Too late for an internship???
I am a Junior in college going to be a senior next year. Is it too late to get an internship?? I know majority of the recruiting is all done, but does anyone have any advice or ideas? I just returned from studying abroad and am behind in getting an internship for the summer.
at a bulge yea, but in general of course not plenty of small places still hiring
Plenty of small places are still lookin.
Can you mention some hiring shops, noway?
What city?
I don't know anything about Atlanta, but you may be able to find something if you google for firms and cold call like mad.
If you don't mind me asking though: why are you looking for an internship? Shouldn't it be FT time?
I am located in Seattle... not much of a finance scene... I am not sure what steps I should take to land an internship in a trading position
I don't know any shops in Seattle, but let me tell you what you should do to find out.
Do a Google search for trading shops in Seattle. Go about 40 pages deep. Seriously. I would log each company in a spreadsheet so it's easy to refer back to later.
Go through each company's site and find an MD or VP or someone high up who is an alumni from your school. If they don't have an alumni, just pick whoever. If they don't have people listed, then go look for the career section or the contact section, although your chances will be pretty low.
Email that said contact with your resume, cover letter, and a short concise letter introducing yourself, highlighting your connection with them (ie. alumni status), and what you're looking for. Do not settle for emailing HR unless there is no other option.
To be honest, the entire process sucks. If there's a lot of alumni, you'll hear back from 1/3, if you're lucky, and of that, 1/4 may be looking for or considering interns. But think of it this way: all you need is one offer. Be proactive, and you'll probably end up with something.
Get anything as relevant as possible, even if you have to work for free.
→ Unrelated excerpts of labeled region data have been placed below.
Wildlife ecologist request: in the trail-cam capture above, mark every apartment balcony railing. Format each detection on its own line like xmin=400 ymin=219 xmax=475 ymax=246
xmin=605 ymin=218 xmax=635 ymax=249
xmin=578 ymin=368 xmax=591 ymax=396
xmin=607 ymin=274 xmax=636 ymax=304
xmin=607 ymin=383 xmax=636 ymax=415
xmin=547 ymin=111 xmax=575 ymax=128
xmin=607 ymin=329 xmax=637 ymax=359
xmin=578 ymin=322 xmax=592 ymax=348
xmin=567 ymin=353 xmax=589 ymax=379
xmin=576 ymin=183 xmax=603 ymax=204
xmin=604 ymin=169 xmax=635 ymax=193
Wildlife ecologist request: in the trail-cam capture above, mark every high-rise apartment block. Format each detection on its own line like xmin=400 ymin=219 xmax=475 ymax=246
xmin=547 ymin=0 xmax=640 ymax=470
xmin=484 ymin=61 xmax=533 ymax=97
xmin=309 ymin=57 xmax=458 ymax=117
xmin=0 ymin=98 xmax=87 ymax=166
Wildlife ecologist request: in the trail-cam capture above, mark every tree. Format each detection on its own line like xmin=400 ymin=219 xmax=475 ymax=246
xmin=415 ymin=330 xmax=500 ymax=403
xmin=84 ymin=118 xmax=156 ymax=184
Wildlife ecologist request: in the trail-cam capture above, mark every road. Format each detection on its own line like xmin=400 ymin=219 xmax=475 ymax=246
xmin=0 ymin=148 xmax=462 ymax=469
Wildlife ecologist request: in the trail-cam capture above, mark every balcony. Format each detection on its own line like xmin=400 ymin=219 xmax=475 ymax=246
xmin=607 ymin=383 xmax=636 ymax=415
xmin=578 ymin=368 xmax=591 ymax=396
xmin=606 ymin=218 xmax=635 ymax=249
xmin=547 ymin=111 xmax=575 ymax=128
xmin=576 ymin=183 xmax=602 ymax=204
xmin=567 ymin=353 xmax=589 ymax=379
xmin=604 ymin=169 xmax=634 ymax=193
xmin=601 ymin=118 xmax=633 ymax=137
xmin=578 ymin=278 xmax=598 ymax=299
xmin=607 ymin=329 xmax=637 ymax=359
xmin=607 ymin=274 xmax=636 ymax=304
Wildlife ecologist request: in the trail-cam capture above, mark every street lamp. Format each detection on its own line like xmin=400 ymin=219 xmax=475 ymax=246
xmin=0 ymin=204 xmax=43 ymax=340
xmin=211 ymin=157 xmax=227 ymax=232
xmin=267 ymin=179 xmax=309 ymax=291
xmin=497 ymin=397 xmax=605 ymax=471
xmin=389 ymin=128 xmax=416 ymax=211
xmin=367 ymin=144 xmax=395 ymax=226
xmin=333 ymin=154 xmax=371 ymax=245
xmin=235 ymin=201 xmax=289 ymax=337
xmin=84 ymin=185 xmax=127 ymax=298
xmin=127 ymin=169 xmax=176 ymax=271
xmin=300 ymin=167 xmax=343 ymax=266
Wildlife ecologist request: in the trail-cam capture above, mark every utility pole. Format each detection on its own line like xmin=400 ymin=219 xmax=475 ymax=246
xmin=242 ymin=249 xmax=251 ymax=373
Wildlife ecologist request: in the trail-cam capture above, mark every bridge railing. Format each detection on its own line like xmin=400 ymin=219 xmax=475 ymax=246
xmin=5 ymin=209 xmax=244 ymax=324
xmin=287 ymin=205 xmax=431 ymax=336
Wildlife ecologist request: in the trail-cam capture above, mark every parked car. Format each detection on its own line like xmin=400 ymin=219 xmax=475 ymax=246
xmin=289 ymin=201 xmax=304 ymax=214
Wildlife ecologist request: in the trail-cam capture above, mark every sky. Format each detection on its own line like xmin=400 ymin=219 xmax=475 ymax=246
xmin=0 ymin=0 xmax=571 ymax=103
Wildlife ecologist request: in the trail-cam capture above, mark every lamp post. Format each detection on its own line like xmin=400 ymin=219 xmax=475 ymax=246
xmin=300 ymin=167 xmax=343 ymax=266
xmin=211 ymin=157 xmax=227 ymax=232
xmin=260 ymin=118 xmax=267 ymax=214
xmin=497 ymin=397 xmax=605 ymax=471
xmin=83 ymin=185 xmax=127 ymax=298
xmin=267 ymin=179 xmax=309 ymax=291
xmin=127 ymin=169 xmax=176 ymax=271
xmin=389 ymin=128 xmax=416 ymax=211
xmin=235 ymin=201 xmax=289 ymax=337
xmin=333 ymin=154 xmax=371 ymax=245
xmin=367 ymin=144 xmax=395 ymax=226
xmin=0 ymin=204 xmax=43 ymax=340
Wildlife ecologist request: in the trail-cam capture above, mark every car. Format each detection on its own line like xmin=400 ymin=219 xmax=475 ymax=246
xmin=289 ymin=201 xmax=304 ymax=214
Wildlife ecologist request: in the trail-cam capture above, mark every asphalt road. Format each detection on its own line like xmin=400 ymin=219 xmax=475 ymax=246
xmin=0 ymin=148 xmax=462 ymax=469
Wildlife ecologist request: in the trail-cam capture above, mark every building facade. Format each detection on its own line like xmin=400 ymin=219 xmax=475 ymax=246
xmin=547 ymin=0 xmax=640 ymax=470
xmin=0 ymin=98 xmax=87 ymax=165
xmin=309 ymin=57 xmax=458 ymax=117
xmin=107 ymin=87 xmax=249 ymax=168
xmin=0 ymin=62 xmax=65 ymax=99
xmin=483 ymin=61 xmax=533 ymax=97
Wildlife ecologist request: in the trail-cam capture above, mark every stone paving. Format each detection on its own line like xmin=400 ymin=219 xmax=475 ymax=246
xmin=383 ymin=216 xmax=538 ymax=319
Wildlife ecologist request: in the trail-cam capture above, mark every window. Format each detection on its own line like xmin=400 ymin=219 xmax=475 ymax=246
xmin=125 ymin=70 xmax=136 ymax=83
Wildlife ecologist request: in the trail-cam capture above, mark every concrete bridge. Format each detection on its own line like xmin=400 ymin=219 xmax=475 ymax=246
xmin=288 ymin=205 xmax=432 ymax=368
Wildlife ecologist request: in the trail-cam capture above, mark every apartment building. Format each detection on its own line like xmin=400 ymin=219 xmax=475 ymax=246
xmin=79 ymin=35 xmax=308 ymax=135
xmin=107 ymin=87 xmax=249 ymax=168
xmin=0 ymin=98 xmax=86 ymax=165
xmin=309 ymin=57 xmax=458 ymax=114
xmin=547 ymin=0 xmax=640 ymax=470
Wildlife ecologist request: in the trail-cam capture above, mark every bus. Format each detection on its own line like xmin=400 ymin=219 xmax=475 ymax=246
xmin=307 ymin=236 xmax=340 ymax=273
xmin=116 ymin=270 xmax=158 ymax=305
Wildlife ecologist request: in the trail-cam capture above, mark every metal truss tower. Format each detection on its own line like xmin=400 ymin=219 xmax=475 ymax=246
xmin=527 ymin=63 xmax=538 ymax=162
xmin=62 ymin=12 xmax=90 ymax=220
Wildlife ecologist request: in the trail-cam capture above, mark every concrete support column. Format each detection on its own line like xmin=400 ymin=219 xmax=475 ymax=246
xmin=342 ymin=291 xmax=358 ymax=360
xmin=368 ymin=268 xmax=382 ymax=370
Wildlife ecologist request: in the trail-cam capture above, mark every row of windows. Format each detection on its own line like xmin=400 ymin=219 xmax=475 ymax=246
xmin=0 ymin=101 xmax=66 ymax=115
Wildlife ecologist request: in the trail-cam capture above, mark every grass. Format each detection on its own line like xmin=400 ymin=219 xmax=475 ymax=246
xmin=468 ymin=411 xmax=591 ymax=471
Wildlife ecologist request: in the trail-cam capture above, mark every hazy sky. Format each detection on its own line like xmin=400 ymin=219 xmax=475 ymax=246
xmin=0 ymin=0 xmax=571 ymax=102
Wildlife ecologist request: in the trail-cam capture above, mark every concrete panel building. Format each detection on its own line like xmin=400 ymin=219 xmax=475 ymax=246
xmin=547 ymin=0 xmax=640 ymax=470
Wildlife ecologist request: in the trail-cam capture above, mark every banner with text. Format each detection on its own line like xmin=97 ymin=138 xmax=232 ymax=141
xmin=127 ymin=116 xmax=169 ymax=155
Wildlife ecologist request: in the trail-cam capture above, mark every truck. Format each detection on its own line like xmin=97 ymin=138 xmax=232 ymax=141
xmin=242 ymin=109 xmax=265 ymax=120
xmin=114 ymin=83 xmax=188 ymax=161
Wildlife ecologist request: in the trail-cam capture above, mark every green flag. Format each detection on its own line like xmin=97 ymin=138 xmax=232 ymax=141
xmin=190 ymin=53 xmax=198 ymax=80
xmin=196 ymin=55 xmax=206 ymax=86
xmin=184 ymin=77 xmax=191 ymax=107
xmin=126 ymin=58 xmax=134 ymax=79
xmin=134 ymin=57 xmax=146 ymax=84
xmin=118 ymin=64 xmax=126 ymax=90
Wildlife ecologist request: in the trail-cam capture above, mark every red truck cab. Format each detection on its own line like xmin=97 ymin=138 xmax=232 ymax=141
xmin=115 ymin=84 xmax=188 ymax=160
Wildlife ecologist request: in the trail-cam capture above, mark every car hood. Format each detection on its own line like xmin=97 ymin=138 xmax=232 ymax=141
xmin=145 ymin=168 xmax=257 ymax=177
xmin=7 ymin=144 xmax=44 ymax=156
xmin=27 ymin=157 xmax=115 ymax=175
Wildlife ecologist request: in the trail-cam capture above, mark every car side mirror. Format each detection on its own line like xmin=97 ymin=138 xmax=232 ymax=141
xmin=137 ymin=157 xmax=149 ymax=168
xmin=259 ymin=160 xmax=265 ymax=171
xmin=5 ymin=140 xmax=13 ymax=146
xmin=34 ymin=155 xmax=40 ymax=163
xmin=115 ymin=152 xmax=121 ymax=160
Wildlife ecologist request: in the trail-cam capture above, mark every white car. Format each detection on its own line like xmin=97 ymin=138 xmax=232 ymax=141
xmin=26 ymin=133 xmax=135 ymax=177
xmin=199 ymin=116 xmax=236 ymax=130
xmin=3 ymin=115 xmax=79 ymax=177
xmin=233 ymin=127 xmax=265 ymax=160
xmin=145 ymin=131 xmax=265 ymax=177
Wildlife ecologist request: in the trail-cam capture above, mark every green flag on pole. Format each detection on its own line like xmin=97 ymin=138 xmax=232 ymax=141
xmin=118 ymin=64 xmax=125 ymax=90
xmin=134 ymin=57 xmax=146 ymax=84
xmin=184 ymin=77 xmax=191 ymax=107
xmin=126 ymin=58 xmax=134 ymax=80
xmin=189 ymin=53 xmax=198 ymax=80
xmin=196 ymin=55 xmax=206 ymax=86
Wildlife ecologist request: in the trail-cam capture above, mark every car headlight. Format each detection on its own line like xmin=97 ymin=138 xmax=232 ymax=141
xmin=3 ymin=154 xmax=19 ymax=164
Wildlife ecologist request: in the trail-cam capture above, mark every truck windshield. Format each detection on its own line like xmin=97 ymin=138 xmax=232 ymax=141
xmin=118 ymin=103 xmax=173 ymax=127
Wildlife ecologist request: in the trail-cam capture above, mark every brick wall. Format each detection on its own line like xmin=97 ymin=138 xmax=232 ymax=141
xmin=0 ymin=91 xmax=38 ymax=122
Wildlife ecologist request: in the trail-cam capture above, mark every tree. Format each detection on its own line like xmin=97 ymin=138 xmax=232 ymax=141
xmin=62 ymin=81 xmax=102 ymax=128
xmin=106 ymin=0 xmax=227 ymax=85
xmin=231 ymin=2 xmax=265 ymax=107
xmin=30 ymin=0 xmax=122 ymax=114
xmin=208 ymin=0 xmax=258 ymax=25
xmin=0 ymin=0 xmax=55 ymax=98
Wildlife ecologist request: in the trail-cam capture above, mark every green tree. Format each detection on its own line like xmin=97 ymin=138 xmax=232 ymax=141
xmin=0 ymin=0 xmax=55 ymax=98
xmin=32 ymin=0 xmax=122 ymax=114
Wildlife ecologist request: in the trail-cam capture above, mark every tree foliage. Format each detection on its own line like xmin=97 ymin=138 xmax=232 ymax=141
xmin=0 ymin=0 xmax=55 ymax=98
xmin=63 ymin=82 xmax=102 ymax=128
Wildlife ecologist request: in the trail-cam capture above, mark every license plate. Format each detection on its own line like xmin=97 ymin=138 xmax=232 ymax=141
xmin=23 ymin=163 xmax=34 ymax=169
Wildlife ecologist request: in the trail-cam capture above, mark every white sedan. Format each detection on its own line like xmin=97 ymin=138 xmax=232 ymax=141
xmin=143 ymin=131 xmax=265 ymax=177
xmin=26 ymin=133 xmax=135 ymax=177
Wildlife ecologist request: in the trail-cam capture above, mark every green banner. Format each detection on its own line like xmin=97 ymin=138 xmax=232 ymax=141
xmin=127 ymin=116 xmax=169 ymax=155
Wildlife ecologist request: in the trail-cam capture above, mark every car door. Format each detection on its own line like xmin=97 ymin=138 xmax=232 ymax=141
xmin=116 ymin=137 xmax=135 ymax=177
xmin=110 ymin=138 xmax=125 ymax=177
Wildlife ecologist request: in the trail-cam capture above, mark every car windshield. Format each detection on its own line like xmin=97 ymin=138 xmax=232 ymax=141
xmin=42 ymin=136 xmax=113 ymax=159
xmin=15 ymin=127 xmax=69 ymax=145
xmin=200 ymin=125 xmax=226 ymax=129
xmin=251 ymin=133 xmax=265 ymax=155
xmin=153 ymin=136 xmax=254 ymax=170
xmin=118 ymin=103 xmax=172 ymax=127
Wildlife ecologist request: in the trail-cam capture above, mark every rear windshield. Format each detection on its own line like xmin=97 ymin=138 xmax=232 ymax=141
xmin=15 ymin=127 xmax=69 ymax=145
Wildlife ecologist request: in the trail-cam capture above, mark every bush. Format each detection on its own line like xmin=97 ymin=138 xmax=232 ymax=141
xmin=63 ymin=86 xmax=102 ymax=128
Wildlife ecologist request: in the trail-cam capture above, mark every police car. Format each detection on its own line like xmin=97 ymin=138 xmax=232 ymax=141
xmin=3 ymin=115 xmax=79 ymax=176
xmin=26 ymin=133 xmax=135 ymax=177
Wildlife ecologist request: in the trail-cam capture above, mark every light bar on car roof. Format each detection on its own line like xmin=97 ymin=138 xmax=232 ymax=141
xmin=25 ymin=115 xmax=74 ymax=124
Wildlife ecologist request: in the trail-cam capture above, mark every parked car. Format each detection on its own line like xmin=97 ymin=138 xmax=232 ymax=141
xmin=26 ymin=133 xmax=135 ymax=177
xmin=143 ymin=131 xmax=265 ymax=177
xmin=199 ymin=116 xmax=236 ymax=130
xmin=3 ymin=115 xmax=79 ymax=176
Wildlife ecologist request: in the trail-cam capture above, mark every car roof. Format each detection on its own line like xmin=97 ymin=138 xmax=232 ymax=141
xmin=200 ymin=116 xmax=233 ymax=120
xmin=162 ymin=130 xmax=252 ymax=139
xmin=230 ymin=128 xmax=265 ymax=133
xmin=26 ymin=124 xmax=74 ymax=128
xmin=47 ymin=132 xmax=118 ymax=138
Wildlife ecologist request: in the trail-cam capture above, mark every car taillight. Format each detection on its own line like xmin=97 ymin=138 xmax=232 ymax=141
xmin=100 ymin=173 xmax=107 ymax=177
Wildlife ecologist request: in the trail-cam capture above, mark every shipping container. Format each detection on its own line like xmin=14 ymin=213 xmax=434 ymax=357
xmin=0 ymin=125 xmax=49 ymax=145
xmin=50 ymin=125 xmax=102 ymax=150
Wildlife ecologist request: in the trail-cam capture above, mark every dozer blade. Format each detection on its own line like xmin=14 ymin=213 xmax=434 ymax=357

Just make sure to do something you can talk about and learn from, and then hopefully you can leverage that into the position you want next year.
Ok, I don't mean to hijack your thread but I'm a sophmore seeking similar advice who's goal is to get into trading. I go to a non-target with about a 3.2 (but its rising every semester), and so-so extracirriculars but no meaningful related experience. I feel like its mandatory that i get some kind of fin. experience this summer to have a chance of a decent junior year internship. I will be living in Chattanooga, Tennessee and I go to school in Knoxville, TN. There are no real trading firms in cities like these are there? I figure my best chance is to look for a part-time unpaid internship at a small, local PWM firm but I was also going to cold-email/call some of the BB's that have tiny PWM branches in my city (BOA, UBS, MS each occupy a couple floors of a skyscraper). Would an unpaid, part-time position at a 2 person, no-name PWM firm fetching coffee and printing copies be significant/sufficient resume experience to help me land a legit junior year S&T internship. What about an unpaid internship with a tiny branch of a big name BB. What are the options for a sophmore with pretty uncompetitive credentials this late in the season, living in a city like Chattanooga, TN.
I have no idea what the scene is like in Chattanooga, but since you're not going to get substantial technical experience regardless of what you'd do this summer, I'd reach out to people in the PWM guys in the BB office. That way, you could at least have an eye catching brand name on your resume. A lot of people do this. They get an unrelated brand-name internship on their resume sophomore summer and leverage it into something more relevant the year after.
Yeah, honestly I would strongly prefer a name like BOA or UBS or even Morgan Keegan on my resume. But being realistic, is sending email's to random branch managers I find on company websites really going to give me a hope of landing an imaginary internship? Do these guys even care enough to read a cover letter/resume attached through an email, considering they probably dont even deal with recruiting/interns? Even if they do read it, these companies have a formal recruiting process/season. Can a branch manager simply invent a unpaid position that doesnt formally exist just because I sent an email asking for one.
How do I go about obtaining a position like this?
Furthermore, how do I make a connect my experience/skills with the company in my cover letter, I have NO past experience to relate to the position. (If i even knew what the position was). How do you even write a cover letter in a situation this vague.
I was just saying that the BB would be of course much preferable when compared to a small no-brand name shop that does the same thing. It's definitely possible to go from a small PWM internship to an S&T one a year later, and it's been done plenty of times.
If MDs don't want to hire, they won't hire. Just contact alumni and people you may know and something may work out for you at a smaller place.
For cover letters, you don't have to have relevant experience. Just figure out what skill you think that position will be looking for, and highlight how you may have those skills through other things like student groups or what not. You don't have to work in finance to write a finance-targeted cover letter.
bump... any other input?
Be willing to take a job anywhere you can get one. If you get the chance to work in a place like NYC for the summer you'd have a lot more fun than you would in Chattanooga.